2年前の冬、渋谷で開催されていたイルミネーションイベント「青の洞窟 SHIBUYA」を見るため、渋谷駅から代々木公園方面へ公園通りの坂を登って行く途中、突然、眼前にまがまがしくも懐かしい「絵」が現れて一瞬たじろいだ。
それは渋谷パルコ建て替え工事現場の仮囲いの壁に描かれた「AKIRA(アキラ)」の「ART WALL(アートウォール)」だった。

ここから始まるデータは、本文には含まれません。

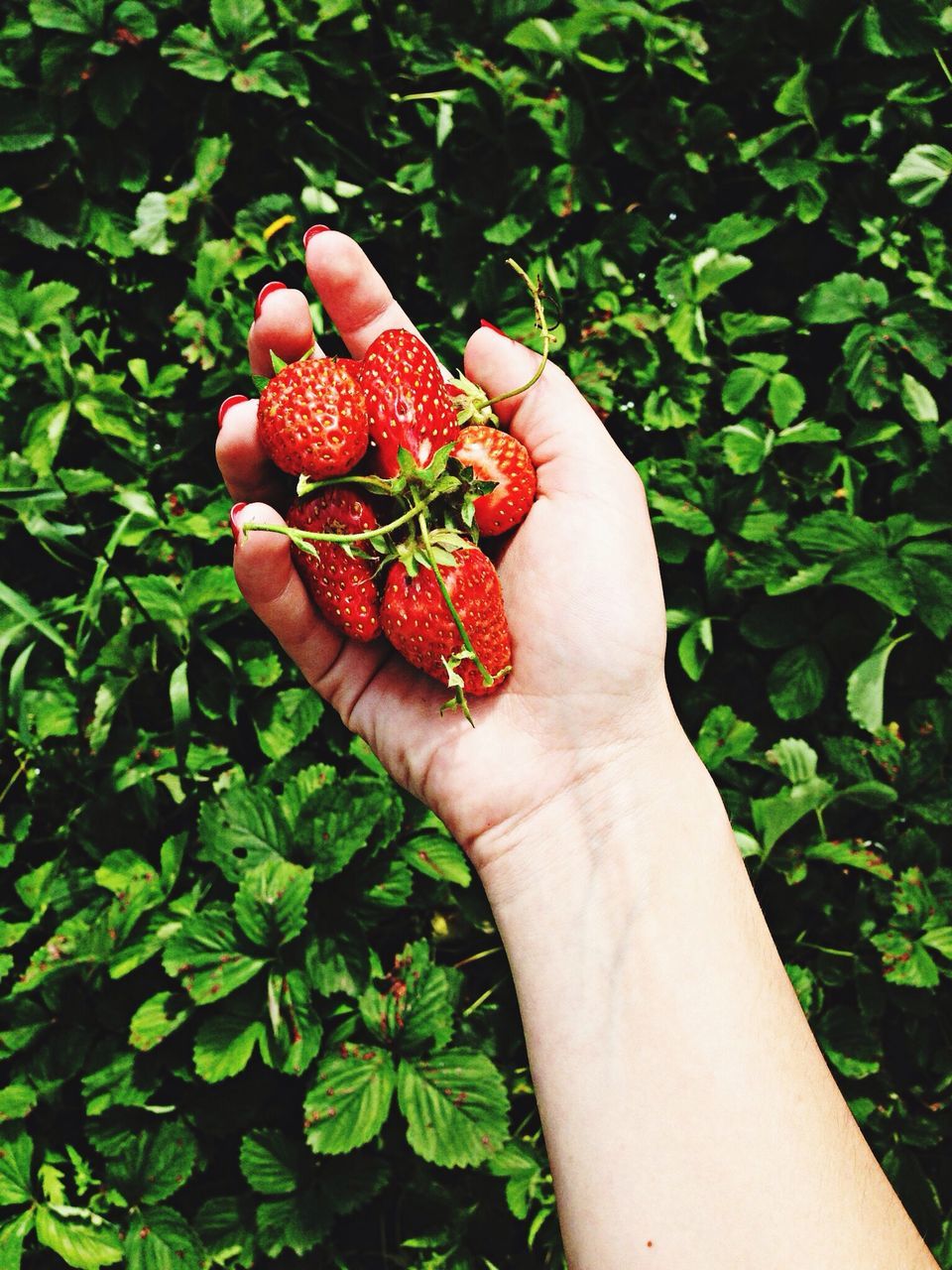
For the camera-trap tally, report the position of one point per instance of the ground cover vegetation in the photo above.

きらびやかなイルミネーションに彩られた師走の渋谷の公園通り。そこにふいに出現した「AKIRA」のネオ東京(大東京帝国)の「破壊」シーン。しばし立ち止まり、ウォール(壁)に沿って流れる人を見ていた。


知っての通り「AKIRA」は日本だけでなく世界中に熱狂的なファンを持つ漫画+アニメーションだ。漫画の連載が開始されたのは1982年で、1988年に公開されたアニメーション映画が世界中で愛され、作者の大友克洋は偉大なクリエイターとしてリスペクトされている。私にとっても70年代中ごろに「ハイウェイスター」という(まるでアメリカンニューシネマを見ているような、それまでのマンガで見たことがないような映画的)作品に出合ってから、「FIRE BOLL」そして(最高傑作の)「童夢」、映画「AKIRA」に至るスリリングな軌跡を追った、敬愛してやまない漫画家のひとりである。


「AKIRA」の物語の舞台は2019年で、1年後の2020年に東京オリンピックを控えているという設定だ。偶然にも2020年の東京オリンピックを「予言」していたということで、ファンの間では大きな話題となってきた。
それが今年になっての新型コロナウィルスのパンデミックで、東京オリンピックが延期になった。(「AKIRA」には、オリンピック建設地に「中止だ、中止」の落書きが出てくるシーンがあるのも予見的?)


渋谷パルコは2年にわたる工事期間を経て昨年11月にリニューアルオープンしたが、わずか4か月でこのたびのコロナ禍で休業を余儀なくされた。そして映画「AKIRA」で冒頭のバイクチェイスシーンに流れる芸能山城組の「ラッセラー!」の響き。その掛け声が夏の夜にこだまする今年の青森ねぶた祭りも、早々に中止となってしまった。
https://www.youtube.com/watch?v=HB6Ch_VAfIk


新たに街のパブリックイメージとなる建物を建設する工事現場に描かれた東京の「混沌」と「破壊」。今になって思い返すと、そのインパクトになんだか不吉な胸騒ぎを覚えたのは、「AKIRA」の画力の強さだけではなかったような気がしてくる。